= Khulan Khatun =

Wife and empress of Genghis Khan, second only to Börte

Khulan (Хулан; 忽蘭 (Hūlán); c. 1164 – c. 1215) (also called Qulan) was an empress consort of Genghis Khan and head of the second Court of Genghis Khan. Her status in the Mongol Empire was second only to Grand Empress Börte.

==Biography==
Khulan was a daughter of Dayir-Usun, Uvas Merkit chief. She was offered to Genghis Khan as a gift after the chief's surrender. Genghis Khan was enamored with Khulan and following his coronation as Khan, installed her as an empress. She had a son, Gelejian, with Genghis Khan, and Gelejian's status was second only to Börte's four sons as he grew up.

==As Genghis Khan's wife==

Like his other wives, Khulan had her own ordo, or court. She was given the Khentii Mountains as her territory.

Genghis Khan was very fond of Abika Khulan, and most of the time she was the only empress accompanying him on many campaigns, notably the western campaign against the Khwarezmid Empire. She continued to travel with Genghis Khan until she died during one of Genghis Khan's campaigns against India.
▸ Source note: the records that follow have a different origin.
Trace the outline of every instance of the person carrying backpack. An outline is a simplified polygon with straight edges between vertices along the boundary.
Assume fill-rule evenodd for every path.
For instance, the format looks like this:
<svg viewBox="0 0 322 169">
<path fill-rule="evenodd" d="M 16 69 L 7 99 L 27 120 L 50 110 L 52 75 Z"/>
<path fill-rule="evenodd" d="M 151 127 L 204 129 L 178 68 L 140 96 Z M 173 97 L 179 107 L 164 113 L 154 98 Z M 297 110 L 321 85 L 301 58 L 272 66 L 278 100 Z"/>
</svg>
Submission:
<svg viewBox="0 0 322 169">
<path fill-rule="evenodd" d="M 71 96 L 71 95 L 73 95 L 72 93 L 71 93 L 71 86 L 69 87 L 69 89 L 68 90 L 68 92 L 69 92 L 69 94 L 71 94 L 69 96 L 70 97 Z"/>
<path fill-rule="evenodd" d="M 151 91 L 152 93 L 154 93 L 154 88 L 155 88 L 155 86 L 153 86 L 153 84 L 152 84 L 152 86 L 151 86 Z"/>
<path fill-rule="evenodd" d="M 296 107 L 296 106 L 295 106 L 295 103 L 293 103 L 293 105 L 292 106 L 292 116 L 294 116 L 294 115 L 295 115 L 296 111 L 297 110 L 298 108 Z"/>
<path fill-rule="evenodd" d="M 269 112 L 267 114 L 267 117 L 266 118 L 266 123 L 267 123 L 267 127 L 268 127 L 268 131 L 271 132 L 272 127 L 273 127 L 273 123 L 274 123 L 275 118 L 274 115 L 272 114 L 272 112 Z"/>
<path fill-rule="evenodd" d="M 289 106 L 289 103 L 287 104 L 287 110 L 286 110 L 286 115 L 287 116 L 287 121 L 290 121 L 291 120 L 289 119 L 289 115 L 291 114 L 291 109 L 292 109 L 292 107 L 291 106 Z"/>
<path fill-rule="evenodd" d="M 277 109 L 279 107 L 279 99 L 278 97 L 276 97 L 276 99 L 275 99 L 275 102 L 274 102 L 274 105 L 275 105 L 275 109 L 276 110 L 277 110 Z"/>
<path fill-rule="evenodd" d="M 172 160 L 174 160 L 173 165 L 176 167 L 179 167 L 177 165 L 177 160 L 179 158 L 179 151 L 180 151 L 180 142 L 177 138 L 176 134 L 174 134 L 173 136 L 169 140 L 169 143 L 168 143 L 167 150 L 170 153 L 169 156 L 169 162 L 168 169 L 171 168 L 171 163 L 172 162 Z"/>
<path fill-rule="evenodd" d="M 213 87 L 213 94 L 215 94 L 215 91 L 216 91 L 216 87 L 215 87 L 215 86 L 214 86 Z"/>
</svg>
She was buried under thick snow.

As one of the many wives of Genghis Khan, Abika Khulan held a special place both in the Mongol Empire and in Genghis Khan's heart.

==In popular culture==

- Khulan was portrayed in the 2007 Japanese film Genghis Khan: To the Ends of the Earth and Sea, played by South Korean actress and model Go Ara.
- A fictionalized version of Khulan Khatun features in the 2021 manga series A Witch's Life in Mongol, which was adapted into an anime in 2026.